With no starmaps or reliable guidance, he tried to use his uncanny prescience one more time. Another big gamble. Activating the Holtzman engines and closing his eyes, Duncan folded space again, spinning the cosmic roulette wheel--

And the no-ship emerged, intact but still lost, at the perimeter of a star system. A yellow sun with a necklace of worlds, including a terrestrial planet that orbited at the appropriate distance to support life. Possibly habitable, certainly with oxygen and water that the Ithaca could take aboard. A chance . . .

Others had gathered on the navigation bridge by the time the no-ship approached the uncharted world. Sheeana got down to business. "What do we have here? Breathable air? Food? A place to live?"

Gazing through the observation window, Duncan was pleased at what he saw. "The instruments say yes. I suggest we send a team immediately."

"Resupply is not good enough," Garimi said, her tone gruff. "It never was. We should consider remaining here, if this is the kind of world we've been looking for."

"We considered that at the planet of the Handlers, too," Sheeana said.

"If the saboteur drove us here, we need to be very cautious," Duncan said. "I know it was a random foldspace jump, but I'm still troubled. Our pursuers cast a wide net. I would not be quick to dismiss the possibility that this place is a trap."
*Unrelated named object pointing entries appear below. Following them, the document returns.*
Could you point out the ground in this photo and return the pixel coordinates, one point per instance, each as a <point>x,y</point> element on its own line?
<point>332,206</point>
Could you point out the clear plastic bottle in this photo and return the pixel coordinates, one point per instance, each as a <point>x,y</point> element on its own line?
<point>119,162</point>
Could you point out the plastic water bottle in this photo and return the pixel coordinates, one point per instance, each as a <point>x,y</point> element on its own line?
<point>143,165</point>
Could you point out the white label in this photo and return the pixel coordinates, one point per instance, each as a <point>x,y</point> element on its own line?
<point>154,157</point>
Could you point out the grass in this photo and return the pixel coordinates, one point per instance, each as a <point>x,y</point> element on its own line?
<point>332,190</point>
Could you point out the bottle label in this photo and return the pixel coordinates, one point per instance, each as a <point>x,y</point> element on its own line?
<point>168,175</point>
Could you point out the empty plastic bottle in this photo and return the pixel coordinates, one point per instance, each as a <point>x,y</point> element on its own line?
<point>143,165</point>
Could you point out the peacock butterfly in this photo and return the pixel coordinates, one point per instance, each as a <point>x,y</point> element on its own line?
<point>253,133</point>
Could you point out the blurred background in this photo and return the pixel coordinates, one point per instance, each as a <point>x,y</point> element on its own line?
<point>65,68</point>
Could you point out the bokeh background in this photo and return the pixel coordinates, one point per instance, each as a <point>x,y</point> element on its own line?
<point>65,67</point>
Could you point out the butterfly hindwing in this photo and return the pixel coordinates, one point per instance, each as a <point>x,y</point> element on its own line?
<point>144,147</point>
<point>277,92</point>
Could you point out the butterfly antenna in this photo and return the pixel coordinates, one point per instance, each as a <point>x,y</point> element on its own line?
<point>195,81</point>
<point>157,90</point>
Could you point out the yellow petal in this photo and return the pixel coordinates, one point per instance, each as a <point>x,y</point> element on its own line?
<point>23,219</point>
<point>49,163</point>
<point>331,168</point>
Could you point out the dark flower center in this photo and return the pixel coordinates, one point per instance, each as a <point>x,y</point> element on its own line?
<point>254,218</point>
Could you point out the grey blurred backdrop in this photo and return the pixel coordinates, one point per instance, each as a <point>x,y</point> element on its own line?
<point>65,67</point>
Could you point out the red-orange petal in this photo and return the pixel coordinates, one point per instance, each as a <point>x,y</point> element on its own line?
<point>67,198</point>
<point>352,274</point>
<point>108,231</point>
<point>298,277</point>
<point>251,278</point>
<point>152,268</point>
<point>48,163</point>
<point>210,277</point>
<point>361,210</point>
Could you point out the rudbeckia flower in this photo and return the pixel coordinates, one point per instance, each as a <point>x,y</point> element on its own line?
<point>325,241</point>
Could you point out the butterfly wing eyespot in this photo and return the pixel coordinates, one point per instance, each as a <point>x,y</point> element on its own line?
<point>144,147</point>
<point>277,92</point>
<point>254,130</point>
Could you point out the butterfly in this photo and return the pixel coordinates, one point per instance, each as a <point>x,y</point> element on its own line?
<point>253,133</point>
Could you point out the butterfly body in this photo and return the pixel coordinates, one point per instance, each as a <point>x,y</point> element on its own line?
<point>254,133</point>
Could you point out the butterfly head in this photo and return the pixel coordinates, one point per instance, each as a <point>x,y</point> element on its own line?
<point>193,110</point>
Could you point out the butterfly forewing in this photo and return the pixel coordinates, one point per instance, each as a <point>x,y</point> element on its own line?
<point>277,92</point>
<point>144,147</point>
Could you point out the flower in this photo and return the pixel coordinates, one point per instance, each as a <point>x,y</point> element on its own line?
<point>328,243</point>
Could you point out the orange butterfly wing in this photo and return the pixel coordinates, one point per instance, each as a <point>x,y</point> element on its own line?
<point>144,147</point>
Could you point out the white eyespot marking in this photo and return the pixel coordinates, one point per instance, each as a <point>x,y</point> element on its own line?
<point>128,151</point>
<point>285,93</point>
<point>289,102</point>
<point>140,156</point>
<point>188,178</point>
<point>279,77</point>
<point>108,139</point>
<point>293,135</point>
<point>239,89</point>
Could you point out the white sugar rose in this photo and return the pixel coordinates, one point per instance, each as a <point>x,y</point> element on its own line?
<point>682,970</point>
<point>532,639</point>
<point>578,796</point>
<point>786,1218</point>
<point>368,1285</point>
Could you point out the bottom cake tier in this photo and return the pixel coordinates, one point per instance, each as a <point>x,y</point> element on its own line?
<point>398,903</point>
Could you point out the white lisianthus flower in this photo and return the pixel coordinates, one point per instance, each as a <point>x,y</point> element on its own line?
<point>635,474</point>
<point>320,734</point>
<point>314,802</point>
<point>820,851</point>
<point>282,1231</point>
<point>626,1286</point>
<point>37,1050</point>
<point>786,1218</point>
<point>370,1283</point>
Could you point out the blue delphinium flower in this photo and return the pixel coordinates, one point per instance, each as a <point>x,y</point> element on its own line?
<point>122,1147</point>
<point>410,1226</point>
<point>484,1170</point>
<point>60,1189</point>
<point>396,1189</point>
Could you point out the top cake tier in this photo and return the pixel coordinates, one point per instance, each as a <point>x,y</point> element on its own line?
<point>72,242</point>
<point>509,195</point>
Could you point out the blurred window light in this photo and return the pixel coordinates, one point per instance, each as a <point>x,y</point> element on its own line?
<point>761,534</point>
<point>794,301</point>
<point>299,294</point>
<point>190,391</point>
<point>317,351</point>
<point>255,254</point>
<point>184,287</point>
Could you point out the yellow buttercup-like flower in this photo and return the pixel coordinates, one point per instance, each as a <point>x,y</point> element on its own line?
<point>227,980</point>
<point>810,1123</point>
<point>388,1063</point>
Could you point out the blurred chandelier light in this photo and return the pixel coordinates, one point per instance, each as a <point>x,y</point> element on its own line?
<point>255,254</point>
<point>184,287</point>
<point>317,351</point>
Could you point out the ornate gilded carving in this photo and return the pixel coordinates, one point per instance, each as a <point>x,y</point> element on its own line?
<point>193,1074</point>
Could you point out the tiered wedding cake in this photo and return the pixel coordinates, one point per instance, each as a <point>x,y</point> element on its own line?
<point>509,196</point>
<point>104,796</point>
"Or our salvation," Garimi suggested.

"We'll have to see for ourselves," Teg said. Working with the bridge controls, he displayed high-resolution images on the wide screens. "Plentiful oxygen and vegetation, especially at the higher latitudes away from the equator. Clear signs of habitation, small villages, midsized cities, mostly far to the north. Large-scale meteorological scans show that the climate is in upheaval." He pointed to storm patterns, swaths of dying forests and plains, large lakes and inland seas shriveling into dust bowls. "Very few clouds in the equatorial latitudes. Minimal atmospheric moisture."